Ci troviamo ancora in questa situazione di stallo, te lo aspettavi? Come la stai vivendo?
“Speravo di no. La prima volta che è successo c’era la motivazione per continuare e dire ‘va bene, vediamo che succede dopo’ e lo stare fermi e l’allenarsi da solo mi aveva stimolato a riprendere. Ad ottobre ho sentito la pesantezza ma non sarà sicuramente la pandemia a fermarmi, voglio provare a continuare. In più, a fine ottobre doveva tesserarsi mio figlio, sempre col Ceresium, e sarei stato il più vecchio tesserato e lui il più giovane. Speriamo ad agosto di riprendere così tessereremo pure lui e avremo questa storia carina da raccontare”.  

E in quest’anno ti è mai passata l’idea di non voler più riprendere?
“Sinceramente no, non ci ho mai pensato, ho sempre pensato di continuare anche se fare gli allenamenti da soli dopo un po’ non è facile. In pausa pranzo vado sul lungo lago di Gavirate a correre per 40 minuti. Il mese scorso hanno provato a riprendere gli allenamenti singoli, iniziando dal settore giovanile e poco dopo anche noi della prima squadra abbiamo iniziato alla domenica alle 10.00 e siamo riusciti a fare quattro allenamenti. È stato molto emozionante ritrovarsi dopo quattro mesi, condividere il rettangolo verde e la stessa passione. Ora siamo in zona rossa e la speranza è che la campagna vaccinale prenda ritmo così da cercare di ritornare ad una sorta di normalità”.  

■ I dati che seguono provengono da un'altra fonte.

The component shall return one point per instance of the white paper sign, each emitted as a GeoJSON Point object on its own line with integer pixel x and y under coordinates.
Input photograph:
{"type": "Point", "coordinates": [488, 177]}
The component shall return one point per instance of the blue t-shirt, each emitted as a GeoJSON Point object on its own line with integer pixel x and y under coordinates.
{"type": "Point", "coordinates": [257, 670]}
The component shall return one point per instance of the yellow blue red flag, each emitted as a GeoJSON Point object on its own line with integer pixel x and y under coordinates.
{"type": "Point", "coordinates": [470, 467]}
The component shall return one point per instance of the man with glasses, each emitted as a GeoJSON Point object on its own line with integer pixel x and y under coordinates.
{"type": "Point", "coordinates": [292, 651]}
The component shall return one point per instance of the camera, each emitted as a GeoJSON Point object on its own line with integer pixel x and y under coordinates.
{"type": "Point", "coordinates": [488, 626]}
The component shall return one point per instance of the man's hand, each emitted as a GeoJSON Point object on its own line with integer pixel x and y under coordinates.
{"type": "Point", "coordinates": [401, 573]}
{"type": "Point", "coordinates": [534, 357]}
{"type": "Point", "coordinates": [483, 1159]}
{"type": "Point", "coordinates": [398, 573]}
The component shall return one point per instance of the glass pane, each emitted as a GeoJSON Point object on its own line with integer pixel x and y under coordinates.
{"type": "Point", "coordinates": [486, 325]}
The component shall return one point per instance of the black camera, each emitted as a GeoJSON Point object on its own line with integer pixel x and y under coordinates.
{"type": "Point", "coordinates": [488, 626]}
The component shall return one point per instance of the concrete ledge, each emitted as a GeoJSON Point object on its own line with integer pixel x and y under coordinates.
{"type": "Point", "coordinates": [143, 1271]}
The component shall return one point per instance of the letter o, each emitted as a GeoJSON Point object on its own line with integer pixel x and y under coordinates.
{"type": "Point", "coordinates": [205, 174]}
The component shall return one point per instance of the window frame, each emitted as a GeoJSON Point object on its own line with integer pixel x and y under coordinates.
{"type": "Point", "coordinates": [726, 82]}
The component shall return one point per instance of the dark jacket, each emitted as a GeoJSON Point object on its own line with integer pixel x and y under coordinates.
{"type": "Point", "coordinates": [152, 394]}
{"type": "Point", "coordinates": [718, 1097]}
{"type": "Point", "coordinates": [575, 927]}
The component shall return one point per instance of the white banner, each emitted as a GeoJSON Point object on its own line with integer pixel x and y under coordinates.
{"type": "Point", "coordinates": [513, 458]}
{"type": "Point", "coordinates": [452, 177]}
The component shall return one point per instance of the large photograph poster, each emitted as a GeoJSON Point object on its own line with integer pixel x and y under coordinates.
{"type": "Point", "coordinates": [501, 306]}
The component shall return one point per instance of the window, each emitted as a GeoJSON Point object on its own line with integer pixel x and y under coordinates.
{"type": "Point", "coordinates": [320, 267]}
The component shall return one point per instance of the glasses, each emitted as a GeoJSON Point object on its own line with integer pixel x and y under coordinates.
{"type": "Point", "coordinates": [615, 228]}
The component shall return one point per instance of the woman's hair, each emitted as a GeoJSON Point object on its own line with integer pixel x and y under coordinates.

Che cosa hai voglia di dare ancora al calcio?
“Cosa voglio trasmettere? Passione, voglia di andare all’allenamento col sorriso e impegnarsi per vedere alla domenica i risultati. I ragazzi di oggi magari hanno meno voglia di sacrificarsi ma per me non è affatto un sacrificio e lì sta la differenza. Capisco i ragazzi che ora fanno più fatica e il vero traino è la voglia di allenarsi. Di contro, con loro vedi altri mondi e ti fanno rimanere giovane, non che io sia vecchio (ride, ndr) ma con loro guardi le cose diversamente”.

Futuro in ambito sportivo magari come allenatore?
“Lì ancora non riesco a vedermi, forse perché mi vedo tutt’ora come calciatore. Mia moglie mi dice di provarci ma lo affronterò quando non avrò più voglia di giocare. Non so ancora quando smetterò, vedrò di anno in anno, ma una cosa è certa: non sarà questa situazione a farmi smettere. Com mister Devardo sono riuscito ad accumulare tanto minutaggio; prima iniziavo a giocare meno, giustamente perché il tempo passa, però il tecnico mi ha dato fiducia e mi sento bene. La forza di questa società, come tante altre immagino, è il gruppo e a Porto Ceresio ha fatto la differenza. Ci sono quei 4/5 giocatori più grandi che trascinano gli altri e l’armonia tra tutti è forte. Pure con la dirigenza arrivata sette anni fa si è creato un bel legame”.

E tuo figlio ha la tua stessa passione?
“Lui frequenta la scuola primaria e all’inizio continuava ad andare ad allenarsi ma quando gli hanno tolto il calcio la prima volta siamo andati in difficoltà. Ha 5 anni e vedo che ha ancora più passione di me. Davanti a casa c’è un oratorio con un campo che aprono durante la messa come parcheggio e noi andavamo lì un’oretta e giocavamo. Dopo un po’ di mesi si era un po’ annoiato ad andare solo con me perché giustamente è più bello farlo con i bambini della sua età”.